CRANE CANADA INC. PLUMBING DIVISION,

Appellant,

and

 

HER MAJESTY THE QUEEN,

Respondent.

 

____________________________________________________________________

 

Appeal heard on November 3, 2004 at Montréal, Quebec

 

Before: The Honourable Justice Gerald J. Rip

 

Appearances:

 

Counsel for the Appellant:

Claude Desaulniers

 

Counsel for the Respondent:

Martine Bergeron

____________________________________________________________________

 

JUDGMENT

 

          The appeal from the assessment made under Part IX of the Excise Tax Act for the period from February 1, 1996 to August 31, 1999, dated June 22, 2000 and bearing number CG20276 is dismissed.

 

Signed at Ottawa, Canada this 14th day of December 2004.

 

 

"Gerald J. Rip"

Rip J.


 

 

 

Citation: 2004TCC816

Date: 20041214

Docket: 2003-2000(GST)G

BETWEEN:

CRANE CANADA INC. PLUMBING DIVISION,

Appellant,

and

 

HER MAJESTY THE QUEEN,

Respondent.

 

REASONS FOR JUDGMENT

 

Rip J.

 

[1]     Crane Canada Inc. ("Crane") appeals from an assessment of tax levied under Part IX of the Excise Tax Act ("Act") (Goods and Services Tax) in which the Minister of National Revenue assessed a penalty in accordance with section 280 of the Act.
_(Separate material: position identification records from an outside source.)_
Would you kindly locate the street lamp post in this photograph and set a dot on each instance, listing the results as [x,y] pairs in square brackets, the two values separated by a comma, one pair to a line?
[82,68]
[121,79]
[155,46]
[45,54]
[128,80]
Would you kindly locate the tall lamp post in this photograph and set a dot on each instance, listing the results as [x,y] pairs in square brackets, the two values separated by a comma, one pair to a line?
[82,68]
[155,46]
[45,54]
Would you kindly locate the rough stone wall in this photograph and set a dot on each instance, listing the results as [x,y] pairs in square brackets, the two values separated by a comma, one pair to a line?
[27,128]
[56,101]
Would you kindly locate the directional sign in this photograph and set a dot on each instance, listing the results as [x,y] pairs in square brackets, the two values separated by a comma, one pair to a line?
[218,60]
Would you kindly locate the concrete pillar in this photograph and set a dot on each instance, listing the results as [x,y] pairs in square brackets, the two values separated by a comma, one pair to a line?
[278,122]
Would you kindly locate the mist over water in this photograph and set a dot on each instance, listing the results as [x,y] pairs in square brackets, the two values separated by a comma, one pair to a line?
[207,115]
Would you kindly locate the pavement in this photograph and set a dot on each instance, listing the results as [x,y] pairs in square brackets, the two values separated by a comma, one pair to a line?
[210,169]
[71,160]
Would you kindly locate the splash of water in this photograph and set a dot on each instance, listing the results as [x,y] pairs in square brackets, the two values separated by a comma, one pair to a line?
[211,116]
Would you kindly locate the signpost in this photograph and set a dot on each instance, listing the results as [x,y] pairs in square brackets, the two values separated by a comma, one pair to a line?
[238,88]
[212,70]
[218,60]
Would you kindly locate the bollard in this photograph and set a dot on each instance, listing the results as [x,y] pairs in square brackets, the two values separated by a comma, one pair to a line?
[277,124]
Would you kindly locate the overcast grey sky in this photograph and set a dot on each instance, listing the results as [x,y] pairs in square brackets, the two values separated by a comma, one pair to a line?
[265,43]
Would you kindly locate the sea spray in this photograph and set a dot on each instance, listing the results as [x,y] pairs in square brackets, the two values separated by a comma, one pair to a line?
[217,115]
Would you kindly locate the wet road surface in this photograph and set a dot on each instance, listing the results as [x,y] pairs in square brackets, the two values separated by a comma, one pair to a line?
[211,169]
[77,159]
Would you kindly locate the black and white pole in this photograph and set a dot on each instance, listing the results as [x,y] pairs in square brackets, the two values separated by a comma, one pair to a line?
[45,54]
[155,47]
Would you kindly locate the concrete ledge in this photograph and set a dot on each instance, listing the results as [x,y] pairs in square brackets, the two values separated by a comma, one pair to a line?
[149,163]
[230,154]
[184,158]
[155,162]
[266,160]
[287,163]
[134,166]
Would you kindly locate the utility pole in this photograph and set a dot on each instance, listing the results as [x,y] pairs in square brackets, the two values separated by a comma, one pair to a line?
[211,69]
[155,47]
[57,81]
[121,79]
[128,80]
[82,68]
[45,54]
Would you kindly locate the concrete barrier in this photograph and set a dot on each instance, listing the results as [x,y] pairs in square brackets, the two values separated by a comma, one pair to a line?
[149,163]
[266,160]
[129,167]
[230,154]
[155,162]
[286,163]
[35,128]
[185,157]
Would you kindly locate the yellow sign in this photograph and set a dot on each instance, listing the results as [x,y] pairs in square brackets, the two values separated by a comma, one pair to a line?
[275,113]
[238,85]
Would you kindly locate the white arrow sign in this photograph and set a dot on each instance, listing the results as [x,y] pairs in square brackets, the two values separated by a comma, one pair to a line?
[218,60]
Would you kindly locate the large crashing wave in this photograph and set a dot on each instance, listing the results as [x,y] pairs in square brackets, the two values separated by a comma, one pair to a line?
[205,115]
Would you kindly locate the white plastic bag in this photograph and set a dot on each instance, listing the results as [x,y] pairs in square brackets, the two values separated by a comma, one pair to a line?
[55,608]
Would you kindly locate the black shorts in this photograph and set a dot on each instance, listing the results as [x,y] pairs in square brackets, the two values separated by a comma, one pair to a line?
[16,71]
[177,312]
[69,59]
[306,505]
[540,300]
Subsection 280(1) provides that:

 

280. (1) Subject to this section and section 281, where a person fails to remit or pay an amount to the Receiver General when required under this Part, the person shall pay on the amount not remitted or paid

(a) a penalty of 6% per year, and

(b) interest at the prescribed rate,

computed for the period beginning on the first day following the day on or before which the amount was required to be remitted or paid and ending on the day the amount is remitted or paid.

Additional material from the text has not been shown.